Entsprechend der vorherigen Antwort zu Frage 1 fielen in 2018 und 2019 sowie bislang in 2023 keine Kosten an.

In 2020 entstanden folgende Kosten:
- Kommunales Bildungswerk: 1.080,00 Euro

In 2021 entstanden folgende Kosten:
- Studieninstitut Niederrhein: 1.488,40 Euro
- Kommunales Bildungswerk: 410,00 Euro

In 2022 entstanden folgende Kosten:
- Privater Dozent: 1.500,00 Euro

Antwort zu Frage 3:
Die Seminare zu den genannten Themen dienen der Herstellung der Rechtssicherheit bei den Sachbearbeiter*innen der Kommunalen Ausländerbehörde, was letztlich auch im Sinne der betroffenen Ausländer*innen geschieht. Denn gerade bei Zwangsmaßnahmen und freiheitsentziehenden Maßnahmen legen die Leitung des Amtes für Migration und Integration ebenso wie die Abteilungsleitung der Kommunale Ausländerbehörde im Rahmen der Dienst- und Fachaufsicht großen Wert darauf, dass die Mitarbeiter*innen die Voraussetzungen von grundrechtseinschränkenden Verwaltungsmaßnahmen sehr sorgfältig prüfen und insbesondere bei Freiheitsentziehung stets den Grundsatz der Verhältnismäßigkeit beachten.

In diesem Kontext wird Mitarbeiter*innen, die entsprechende Vorgänge zu bearbeiten haben, die Teilnahme an entsprechenden Seminaren empfohlen.

Gemäß den gesamtstädtischen Grundsätzen zur Personalentwicklung erfolgen Seminarbesuche jedoch stets im Einvernehmen mit den Mitarbeiter*innen nach entsprechender Beteiligung des Personalrates.

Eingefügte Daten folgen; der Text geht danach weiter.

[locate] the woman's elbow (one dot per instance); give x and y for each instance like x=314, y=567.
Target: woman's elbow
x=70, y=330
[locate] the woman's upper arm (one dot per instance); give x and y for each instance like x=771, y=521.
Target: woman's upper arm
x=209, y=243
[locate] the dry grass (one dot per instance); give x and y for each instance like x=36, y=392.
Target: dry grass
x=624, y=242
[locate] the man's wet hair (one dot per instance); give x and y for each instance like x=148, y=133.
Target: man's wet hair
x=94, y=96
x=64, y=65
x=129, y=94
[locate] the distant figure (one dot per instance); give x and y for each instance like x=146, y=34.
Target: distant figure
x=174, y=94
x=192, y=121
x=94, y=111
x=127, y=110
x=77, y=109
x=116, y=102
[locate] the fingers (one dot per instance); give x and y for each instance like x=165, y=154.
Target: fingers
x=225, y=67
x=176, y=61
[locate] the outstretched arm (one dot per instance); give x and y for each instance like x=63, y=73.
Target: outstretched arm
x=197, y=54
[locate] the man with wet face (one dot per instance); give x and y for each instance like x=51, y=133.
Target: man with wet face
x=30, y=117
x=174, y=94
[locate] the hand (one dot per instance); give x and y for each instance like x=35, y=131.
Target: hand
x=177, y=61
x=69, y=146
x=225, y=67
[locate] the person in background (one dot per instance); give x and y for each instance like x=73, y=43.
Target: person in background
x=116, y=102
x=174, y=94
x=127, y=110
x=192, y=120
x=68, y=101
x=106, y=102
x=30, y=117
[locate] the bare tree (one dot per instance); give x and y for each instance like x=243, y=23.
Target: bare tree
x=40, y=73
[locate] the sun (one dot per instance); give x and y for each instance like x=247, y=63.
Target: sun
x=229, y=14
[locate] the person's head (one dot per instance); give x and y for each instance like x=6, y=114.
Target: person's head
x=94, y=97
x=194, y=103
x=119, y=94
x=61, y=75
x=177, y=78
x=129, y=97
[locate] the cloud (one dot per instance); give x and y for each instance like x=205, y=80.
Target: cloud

Wichtig in diesem Zusammenhang ist ein anerkannt seriöser Fortbildungsanbieter wie der Kommunale Bildungswerk e.V. (KBW) für das unter anderem auch Richter*innen des Bundesverwaltungsgerichts tätig sind. Auch das nordrhein-westfälische Ministerium für Kinder, Jugend, Familie, Gleichstellung, Flucht und Integration pflegt selbst eine enge Kooperation mit dem Kommunalen Bildungswerk für Zwecke der Fortbildung in den Ausländerbehörden des Landes Nordrhein-Westfalen.